Hi guys I was curious about something involving marking conditions.

Hi guys I was curious about something involving marking conditions.

Hi guys I was curious about something involving marking conditions. Can a player give themselves a condition whenever they want, similar to how they can always give influence to whomever they want?

My player has the transformed move ‘Coming at you’, which gives him a +1 against whomever he blames for giving him the condition. He is angry (in fiction) at a villain for endangering lives, so he just gave himself Angry without a move asking him to, and blaming the villain for it.

I’m personally ok with it-because the condition has more negatives than benefits, but I wanted to find out what you guys (and potentially the game creators) thought of this situation.

4 thoughts on “Hi guys I was curious about something involving marking conditions.”

  1. I don’t think so.

    This should work but you should have a talk if this happens too frequently. At some point that level of angry just becomes their new normal.

  2. I don’t know if the rulebook says anything about this either way, but I frequently give myself conditions and I’ve always encouraged players in my games to do so as well. Only when fictionally appropriate, of course, and only where it fits the short-term, high-intensity nature of conditions: being angry that Firefly only lasted 14 episodes is different from being Angry, etc.
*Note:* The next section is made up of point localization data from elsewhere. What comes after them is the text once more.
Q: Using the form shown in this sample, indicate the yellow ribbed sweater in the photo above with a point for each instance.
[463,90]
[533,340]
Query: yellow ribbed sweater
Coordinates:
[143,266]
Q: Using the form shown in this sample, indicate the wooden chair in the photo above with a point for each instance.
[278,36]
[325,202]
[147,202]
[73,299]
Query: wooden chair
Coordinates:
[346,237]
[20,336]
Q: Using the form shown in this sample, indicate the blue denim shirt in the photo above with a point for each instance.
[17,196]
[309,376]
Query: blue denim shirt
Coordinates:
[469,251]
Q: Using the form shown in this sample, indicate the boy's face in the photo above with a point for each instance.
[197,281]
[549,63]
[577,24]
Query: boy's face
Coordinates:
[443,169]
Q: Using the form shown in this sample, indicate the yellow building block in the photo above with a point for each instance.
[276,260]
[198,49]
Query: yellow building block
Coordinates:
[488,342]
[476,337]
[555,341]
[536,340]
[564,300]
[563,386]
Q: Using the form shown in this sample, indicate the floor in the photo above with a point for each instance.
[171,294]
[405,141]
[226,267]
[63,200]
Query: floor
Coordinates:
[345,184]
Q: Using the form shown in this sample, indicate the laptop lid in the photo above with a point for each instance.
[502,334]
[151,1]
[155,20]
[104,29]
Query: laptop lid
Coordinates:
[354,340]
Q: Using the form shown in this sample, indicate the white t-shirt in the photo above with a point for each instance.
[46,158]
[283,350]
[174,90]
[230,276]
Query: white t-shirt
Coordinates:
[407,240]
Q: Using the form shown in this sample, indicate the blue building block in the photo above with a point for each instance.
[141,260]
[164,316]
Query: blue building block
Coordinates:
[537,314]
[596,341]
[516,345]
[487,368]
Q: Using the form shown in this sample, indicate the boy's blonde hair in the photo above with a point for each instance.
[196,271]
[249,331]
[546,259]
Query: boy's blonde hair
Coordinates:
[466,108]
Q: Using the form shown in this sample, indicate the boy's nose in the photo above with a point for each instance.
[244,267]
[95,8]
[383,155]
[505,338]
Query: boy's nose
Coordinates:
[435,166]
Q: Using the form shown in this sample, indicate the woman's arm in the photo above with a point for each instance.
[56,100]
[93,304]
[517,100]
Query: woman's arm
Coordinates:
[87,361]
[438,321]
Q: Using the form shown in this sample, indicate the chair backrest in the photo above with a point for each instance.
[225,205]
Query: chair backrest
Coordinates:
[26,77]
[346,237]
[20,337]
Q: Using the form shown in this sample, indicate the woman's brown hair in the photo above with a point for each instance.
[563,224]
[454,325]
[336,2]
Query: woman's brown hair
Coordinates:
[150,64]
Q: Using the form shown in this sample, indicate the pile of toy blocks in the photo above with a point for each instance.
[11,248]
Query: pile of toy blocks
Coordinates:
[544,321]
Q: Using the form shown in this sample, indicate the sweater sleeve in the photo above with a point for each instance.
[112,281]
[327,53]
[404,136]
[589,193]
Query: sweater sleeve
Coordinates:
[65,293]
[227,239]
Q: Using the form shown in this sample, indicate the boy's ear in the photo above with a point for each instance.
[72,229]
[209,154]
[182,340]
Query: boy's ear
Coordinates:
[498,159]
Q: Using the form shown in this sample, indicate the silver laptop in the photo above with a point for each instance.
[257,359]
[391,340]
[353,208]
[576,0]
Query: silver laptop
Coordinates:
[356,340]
    With conditions being an almost purely-negative thing, mechanically, I can’t see it doing much harm, and I’ve not seen it cause any issues in play thus far. Even your Transformed with that move is only getting a +1 forward out of the bargain — valid for a single roll — and they spent a move choice or an advancement for that privilege, so if the condition fits the fiction, sure, why not?

    On the flip side, having conditions marked is awesome for encouraging players to engage with some of the coolest, less-frequently-seen elements of Masks: the comfort or support of a teammate, several playbooks’ share a vulnerability moves and all the delicious “do something reckless to clear it yourself” actions.